Systems metabolic engineering, which recently emerged as metabolic engineering integrated with systems biology, synthetic biology, and evolutionary engineering, allows engineering of microorganisms on a systemic level for the production of valuable chemicals far beyond its native capabilities. Here, we review the strategies for systems metabolic engineering and particularly its applications in Escherichia coli. First, we cover the various tools developed for genetic manipulation in E. coli to increase the production titers of desired chemicals. Next, we detail the strategies for systems metabolic engineering in E. coli, covering the engineering of the native metabolism, the expansion of metabolism with synthetic pathways, and the process engineering aspects undertaken to achieve higher production titers of desired chemicals. Finally, we examine a couple of notable products as case studies produced in E. coli strains developed by systems metabolic engineering.
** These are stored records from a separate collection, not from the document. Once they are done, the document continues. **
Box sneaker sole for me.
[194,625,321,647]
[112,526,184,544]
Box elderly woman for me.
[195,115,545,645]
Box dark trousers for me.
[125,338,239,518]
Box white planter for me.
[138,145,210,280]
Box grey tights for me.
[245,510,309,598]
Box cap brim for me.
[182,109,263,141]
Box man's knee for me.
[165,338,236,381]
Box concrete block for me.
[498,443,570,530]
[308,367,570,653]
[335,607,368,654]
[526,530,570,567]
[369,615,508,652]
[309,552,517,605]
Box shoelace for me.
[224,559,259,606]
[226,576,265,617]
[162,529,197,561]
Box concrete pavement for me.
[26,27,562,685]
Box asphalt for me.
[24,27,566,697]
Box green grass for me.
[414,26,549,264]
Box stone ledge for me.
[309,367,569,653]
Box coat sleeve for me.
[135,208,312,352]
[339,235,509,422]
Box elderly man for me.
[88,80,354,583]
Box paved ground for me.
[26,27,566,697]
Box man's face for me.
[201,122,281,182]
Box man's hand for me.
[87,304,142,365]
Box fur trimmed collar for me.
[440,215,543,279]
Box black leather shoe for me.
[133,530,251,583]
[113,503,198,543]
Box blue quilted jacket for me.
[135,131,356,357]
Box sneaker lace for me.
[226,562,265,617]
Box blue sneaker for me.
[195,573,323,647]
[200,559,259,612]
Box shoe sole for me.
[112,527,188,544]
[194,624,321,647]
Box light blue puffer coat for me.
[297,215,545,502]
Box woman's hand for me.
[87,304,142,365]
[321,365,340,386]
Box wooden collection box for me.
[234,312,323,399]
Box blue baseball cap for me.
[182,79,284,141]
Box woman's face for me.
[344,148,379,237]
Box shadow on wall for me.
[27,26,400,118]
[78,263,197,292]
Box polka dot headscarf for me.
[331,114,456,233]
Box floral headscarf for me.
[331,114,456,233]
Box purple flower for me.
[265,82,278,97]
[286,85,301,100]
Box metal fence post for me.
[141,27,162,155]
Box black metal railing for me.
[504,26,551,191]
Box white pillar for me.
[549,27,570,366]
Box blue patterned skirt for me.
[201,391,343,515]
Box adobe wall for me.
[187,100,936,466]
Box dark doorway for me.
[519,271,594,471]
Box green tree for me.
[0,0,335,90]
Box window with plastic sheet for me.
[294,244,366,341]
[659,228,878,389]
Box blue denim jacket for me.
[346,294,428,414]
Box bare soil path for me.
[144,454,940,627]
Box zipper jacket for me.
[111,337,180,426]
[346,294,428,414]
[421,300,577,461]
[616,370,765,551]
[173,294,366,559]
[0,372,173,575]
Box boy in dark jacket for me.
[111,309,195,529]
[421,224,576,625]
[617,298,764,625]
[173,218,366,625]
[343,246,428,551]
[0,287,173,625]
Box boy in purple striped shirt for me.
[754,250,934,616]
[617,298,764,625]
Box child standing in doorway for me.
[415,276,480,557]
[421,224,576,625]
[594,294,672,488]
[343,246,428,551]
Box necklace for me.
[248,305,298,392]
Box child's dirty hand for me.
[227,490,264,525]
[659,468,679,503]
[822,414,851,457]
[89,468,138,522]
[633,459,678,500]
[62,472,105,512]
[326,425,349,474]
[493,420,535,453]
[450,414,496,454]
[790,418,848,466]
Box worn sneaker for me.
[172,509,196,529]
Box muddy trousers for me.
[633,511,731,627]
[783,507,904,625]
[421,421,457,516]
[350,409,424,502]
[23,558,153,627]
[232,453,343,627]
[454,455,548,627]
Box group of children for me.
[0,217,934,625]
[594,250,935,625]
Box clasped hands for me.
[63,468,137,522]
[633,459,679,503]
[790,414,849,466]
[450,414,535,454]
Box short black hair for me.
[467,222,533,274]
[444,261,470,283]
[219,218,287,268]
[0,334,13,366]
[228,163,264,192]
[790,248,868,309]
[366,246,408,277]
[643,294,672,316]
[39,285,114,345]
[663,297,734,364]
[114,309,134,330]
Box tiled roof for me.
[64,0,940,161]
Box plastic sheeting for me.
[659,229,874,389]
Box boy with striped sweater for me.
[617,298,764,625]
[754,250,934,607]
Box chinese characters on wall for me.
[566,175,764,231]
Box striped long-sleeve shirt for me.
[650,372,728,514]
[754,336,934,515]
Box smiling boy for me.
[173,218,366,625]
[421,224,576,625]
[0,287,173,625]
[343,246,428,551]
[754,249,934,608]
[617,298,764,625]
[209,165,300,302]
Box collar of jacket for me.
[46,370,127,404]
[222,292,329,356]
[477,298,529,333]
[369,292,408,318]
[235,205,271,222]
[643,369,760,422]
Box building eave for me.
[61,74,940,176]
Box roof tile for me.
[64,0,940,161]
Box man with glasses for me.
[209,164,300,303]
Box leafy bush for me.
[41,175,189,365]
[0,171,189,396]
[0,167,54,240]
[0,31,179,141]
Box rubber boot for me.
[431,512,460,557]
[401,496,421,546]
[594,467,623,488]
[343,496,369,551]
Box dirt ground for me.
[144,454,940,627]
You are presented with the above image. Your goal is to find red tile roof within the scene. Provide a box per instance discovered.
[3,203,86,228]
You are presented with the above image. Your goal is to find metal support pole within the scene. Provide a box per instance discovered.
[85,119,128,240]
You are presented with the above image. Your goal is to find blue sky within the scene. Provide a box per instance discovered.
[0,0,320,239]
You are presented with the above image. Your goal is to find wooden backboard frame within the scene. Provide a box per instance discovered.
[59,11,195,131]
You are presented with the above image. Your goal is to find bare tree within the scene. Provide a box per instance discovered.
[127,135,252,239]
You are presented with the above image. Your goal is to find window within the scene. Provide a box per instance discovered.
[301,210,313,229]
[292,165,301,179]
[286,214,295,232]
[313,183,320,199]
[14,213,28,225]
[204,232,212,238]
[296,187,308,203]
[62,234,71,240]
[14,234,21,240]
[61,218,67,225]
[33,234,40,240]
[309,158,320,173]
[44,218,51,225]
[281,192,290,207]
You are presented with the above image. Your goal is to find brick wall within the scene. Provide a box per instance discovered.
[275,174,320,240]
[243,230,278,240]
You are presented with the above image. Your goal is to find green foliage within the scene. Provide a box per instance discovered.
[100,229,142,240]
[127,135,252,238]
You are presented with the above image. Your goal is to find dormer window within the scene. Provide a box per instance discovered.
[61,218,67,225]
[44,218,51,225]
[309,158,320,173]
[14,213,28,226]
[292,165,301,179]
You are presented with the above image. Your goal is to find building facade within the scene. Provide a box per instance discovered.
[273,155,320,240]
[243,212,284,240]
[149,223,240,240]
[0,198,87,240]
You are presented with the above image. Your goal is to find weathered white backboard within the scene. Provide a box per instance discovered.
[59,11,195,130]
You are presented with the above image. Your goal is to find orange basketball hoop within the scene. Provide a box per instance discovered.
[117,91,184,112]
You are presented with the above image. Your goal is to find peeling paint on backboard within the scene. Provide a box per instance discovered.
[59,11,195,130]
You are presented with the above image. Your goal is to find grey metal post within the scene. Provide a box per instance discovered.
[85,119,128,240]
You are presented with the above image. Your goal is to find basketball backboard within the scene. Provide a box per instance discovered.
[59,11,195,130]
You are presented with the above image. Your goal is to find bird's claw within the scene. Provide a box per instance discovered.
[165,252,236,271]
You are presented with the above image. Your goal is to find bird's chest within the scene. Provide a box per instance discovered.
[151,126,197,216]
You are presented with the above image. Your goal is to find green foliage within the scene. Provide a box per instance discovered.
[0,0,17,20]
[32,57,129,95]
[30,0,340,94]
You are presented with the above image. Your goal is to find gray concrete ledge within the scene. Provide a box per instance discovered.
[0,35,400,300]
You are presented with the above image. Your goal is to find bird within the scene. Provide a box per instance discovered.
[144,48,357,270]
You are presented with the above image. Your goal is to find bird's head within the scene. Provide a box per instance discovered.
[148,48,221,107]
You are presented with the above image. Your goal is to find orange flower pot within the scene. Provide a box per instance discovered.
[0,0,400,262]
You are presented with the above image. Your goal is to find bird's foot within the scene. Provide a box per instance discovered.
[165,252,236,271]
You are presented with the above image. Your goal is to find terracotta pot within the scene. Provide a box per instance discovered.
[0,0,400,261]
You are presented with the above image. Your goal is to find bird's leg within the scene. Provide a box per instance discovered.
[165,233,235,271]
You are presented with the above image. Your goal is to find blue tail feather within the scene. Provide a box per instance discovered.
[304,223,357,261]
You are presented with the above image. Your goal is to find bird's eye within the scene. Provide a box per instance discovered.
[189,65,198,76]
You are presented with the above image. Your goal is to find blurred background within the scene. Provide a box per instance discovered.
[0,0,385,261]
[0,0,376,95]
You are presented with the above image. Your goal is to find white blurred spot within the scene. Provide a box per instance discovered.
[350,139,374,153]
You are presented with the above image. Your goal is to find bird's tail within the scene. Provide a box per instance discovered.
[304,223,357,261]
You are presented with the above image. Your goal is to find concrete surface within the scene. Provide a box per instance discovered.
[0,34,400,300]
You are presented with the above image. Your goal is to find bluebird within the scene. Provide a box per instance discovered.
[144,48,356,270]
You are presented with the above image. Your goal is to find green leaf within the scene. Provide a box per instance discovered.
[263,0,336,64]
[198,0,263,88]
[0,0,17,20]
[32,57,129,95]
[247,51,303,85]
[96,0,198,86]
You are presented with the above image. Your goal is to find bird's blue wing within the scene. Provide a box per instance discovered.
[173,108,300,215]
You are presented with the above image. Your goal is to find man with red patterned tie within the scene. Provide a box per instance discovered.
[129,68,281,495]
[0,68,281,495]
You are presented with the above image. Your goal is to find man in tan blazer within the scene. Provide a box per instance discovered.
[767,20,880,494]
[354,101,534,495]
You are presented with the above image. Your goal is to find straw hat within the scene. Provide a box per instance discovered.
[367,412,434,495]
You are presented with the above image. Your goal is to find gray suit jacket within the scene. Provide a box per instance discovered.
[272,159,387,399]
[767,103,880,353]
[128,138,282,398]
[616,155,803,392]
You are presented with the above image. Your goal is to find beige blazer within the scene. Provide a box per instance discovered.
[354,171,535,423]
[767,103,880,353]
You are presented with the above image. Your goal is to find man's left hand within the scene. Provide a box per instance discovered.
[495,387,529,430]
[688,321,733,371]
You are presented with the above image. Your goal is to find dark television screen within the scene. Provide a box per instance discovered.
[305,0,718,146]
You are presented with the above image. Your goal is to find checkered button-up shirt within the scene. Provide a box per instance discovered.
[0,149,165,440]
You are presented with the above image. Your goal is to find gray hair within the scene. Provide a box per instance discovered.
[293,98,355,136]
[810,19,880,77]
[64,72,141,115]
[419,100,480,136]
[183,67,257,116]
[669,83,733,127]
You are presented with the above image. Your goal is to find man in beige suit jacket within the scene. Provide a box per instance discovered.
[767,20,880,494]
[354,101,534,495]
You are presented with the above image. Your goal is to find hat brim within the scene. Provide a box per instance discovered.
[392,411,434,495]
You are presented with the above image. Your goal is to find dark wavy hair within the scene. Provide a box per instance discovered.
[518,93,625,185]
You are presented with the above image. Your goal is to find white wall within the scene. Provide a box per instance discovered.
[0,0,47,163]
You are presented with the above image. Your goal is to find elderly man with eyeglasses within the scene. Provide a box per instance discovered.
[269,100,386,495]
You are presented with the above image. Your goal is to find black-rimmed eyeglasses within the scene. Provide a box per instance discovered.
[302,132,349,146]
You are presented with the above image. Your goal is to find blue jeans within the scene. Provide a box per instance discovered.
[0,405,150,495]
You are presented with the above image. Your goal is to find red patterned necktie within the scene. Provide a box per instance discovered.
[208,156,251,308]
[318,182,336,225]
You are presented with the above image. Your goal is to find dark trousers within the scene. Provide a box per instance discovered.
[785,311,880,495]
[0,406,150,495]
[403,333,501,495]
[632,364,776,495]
The large portfolio of chemical products successfully produced by engineered E. coli listed here demonstrates the sheer capacity of what can be envisioned and achieved with respect to microbial production of chemicals. Systems metabolic engineering is no longer in its infancy; it is now widely employed and is also positioned to further embrace next-generation interdisciplinary principles and innovation for its upgrade. Systems metabolic engineering will play increasingly important roles in developing industrial strains including E. coli that are capable of efficiently producing natural and nonnatural chemicals and materials from renewable nonfood biomass.

Figure 1

Overview of systems metabolic engineering. Systems metabolic engineering is the recursive process of improving a candidate strain via pathway engineering, transporter engineering, omics tools, and in silico analysis in an effort to increase the production of desired chemicals to industrial scales.

Figure 2

Tools for systems metabolic engineering. List of tools for genetic modification of candidate strains: recombineering, zinc finger nuclease (ZFN), transcription activator-like effector nuclease (TALEN), clustered regularly interspaced short palindromic repeats (CRISPR)/Cas9 system, global transcription machinery engineering (gTME), omics-based tools, multiplex automated genome engineering (MAGE), synthetic small regulatory RNA (sRNA), and scaffold proteins.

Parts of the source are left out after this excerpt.